FYI.

This story is over 5 years old.

Music

Watch the New Video From Bill Direen and the Bilders

The prolific Kiwi has been making quality New Zealand pop since well before you’d even heard of Flying Nun.

For three decades Bill Direen has been carving a niche in New Zealand’s formidable music history. First as part of Vacuum, a band who the respected US label Siltbreeze, claims “wrote the clay tablets from which all great Christchurch groups worth a plug would glean substance to formulate THAT sound” and then from the early 80s with different incarnations of the Bilders, Builders and Die Bilder.

The prolific writer and composer gets around. His latest record as the Bilders, released on US label SmartGuy (Total Control, Boomgates), includes three tracks with three different lineups from Melbourne, Berlin and Auckland. All contain Direen's unique and at times quirky take on pop and rock that he says are informed by Cale, Can and Lydon. The video for "Mardy" which we are premiering below is a song about a fiesty woman who lives in van.

Advertisement

We had a chat to Bill about the new record.

Noisey: The first track,"The Utopians R Just Out Boozin" is an interesting one.

Bill Direen: It's a salvo of small artillery at world leaders and the mess they cause, deaths of innocent people, their homes, their schools, hospitals. But it also takes a swipe at a heap of other recent market-driven tendencies that have got on my nerves.

You have spent time living in Europe. Do you find your song writing is affected or influenced by location?

No, when I stay in one place for long enough I usually end up writing unreadable novels. I find that song writing is given more of a kick in the pants by travel, meeting new people and being hit by changes of culture.

Is it true that you used to DJ on Radio New Zealand?

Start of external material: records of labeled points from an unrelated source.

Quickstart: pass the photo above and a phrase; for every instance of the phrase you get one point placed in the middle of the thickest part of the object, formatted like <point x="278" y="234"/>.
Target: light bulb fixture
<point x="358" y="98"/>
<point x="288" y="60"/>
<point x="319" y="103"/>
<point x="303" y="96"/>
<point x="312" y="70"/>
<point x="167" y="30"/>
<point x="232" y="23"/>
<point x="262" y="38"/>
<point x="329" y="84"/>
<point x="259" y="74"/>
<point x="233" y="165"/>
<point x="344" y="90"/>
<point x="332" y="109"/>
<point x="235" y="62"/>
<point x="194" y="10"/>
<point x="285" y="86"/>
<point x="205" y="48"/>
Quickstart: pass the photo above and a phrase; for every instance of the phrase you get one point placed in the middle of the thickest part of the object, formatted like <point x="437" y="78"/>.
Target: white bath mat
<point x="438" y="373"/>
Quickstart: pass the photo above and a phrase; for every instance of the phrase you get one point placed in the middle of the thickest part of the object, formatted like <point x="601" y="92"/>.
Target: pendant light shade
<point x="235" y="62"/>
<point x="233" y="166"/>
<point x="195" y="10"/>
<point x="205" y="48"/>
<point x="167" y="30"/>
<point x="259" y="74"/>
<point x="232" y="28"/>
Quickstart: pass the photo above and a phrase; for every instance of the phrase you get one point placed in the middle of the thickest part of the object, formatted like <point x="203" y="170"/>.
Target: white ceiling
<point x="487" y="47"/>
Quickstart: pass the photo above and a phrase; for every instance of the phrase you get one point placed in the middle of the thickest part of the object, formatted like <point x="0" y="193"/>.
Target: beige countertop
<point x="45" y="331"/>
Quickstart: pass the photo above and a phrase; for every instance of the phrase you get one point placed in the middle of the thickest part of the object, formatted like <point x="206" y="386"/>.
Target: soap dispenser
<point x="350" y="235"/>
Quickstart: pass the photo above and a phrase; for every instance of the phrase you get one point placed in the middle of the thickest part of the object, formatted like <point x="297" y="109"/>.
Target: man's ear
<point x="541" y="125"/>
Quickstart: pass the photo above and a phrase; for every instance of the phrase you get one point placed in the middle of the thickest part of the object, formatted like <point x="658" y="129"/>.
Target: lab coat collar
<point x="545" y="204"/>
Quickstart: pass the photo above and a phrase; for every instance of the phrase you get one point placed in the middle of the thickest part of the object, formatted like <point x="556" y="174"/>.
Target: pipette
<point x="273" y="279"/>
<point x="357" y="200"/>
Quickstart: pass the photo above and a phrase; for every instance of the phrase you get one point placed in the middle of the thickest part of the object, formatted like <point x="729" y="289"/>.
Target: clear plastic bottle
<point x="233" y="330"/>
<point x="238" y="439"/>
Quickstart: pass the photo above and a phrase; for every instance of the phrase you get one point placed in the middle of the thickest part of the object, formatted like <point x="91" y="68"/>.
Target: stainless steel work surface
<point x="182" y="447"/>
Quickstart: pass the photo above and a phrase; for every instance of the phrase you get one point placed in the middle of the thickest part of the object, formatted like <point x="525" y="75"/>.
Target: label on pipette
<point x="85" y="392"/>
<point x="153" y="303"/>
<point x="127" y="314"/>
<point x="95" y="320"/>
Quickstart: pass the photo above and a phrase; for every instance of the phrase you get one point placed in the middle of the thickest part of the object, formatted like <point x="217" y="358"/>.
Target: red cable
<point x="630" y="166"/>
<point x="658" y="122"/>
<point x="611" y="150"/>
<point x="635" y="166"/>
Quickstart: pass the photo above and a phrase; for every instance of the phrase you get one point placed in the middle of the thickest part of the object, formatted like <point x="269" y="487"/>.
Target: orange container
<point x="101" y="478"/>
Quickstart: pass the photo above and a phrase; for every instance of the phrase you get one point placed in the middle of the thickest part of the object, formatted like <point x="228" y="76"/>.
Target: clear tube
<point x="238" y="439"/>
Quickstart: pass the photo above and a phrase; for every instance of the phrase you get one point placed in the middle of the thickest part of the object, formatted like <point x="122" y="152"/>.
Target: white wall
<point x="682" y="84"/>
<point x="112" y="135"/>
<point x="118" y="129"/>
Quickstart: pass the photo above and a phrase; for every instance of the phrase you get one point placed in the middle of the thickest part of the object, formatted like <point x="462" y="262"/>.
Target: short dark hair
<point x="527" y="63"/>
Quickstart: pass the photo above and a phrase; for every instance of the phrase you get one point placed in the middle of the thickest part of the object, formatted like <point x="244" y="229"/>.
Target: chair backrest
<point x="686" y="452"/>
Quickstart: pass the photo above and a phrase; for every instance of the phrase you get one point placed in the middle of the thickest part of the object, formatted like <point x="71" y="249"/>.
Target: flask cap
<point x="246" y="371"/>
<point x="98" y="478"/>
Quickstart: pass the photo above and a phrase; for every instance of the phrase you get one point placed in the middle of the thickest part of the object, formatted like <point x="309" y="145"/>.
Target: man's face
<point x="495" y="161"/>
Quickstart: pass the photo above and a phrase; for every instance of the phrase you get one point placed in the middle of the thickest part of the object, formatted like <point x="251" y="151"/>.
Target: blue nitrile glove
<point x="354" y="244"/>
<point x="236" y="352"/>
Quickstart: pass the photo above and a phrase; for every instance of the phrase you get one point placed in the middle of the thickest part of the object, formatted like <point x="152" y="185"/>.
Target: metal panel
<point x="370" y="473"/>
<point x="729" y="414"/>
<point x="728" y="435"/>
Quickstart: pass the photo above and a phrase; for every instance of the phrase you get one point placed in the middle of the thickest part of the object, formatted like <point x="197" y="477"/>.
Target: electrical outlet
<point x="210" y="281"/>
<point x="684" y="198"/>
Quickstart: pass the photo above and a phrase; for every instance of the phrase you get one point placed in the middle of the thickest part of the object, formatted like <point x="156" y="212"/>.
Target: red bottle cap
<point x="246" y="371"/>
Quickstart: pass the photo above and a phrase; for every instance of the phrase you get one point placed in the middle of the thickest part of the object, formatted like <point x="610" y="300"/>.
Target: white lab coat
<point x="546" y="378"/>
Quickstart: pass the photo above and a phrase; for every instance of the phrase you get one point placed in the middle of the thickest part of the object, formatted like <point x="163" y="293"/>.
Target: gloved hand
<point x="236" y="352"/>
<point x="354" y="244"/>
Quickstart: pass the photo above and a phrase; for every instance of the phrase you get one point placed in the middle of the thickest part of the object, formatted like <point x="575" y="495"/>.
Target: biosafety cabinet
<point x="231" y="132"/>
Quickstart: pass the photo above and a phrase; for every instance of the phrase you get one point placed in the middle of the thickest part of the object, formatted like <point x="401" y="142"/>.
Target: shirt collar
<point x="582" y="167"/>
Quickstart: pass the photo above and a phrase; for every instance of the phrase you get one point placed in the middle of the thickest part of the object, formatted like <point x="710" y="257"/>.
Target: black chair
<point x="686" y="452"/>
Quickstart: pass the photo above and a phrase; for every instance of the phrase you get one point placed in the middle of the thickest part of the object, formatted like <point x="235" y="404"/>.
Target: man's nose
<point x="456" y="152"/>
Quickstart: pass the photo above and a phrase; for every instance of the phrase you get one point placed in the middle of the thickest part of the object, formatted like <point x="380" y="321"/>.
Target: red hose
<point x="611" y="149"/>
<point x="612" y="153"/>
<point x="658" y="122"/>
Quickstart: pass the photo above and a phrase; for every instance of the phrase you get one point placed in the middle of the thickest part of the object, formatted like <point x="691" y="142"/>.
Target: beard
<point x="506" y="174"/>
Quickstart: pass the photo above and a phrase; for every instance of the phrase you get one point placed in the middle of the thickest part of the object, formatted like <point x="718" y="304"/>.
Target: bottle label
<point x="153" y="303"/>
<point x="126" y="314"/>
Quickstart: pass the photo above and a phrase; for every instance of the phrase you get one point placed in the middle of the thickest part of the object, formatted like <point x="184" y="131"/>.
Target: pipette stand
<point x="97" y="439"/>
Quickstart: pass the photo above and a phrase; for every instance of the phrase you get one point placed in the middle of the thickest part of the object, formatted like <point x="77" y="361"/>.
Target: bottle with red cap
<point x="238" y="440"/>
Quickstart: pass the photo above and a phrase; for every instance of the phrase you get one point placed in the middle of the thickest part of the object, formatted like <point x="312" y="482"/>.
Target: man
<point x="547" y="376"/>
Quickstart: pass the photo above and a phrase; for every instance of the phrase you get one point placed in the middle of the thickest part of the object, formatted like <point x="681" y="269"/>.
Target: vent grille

Yes. I went to radio school and worked 9 to 5 on an outback community radio station to feed a small family. When the relationship ended I worked for a city radio doing the graveyard shift until I burned out.

Besides music you have also written for poetry, film, theatre and literature. Your latest novel Utopia Rag encompasses New Zealand's involvement in two world wars, fascination with arms, and local popular culture. Is military history an interest?

I'm as hopelessly ignorant of Nazi stuff as of allied troop movements, Cold War power challenges and the manoeuvres of revolutionaries or the CIA during right-left-wing wars. I'm interested in peace.

The latest record is on US label Smart Guy and I know that Siltbreeze have released some of your earlier stuff.

There's always been a heap of encouragement from the US. Gerard Cosloy used to order stuff back in the 80s and Byron Coley and Forced Exposure gave wild reviews of Bilders music back then. Then there was a curious single “Alien b/w Skulls” in the 90s on Hecuba, another SF label. Tom Lax (from Siltbreeze) was a pleasure to work with and now SmartGuy have taken it a step further. I'm grateful. The people I've worked with have made the music, and it hasn't always been marketed correctly. There's plenty there still to be discovered, even when I'm pushing up the daisies.

The new 3-track Bilders 7” is available from August 26 on SmartGuy records.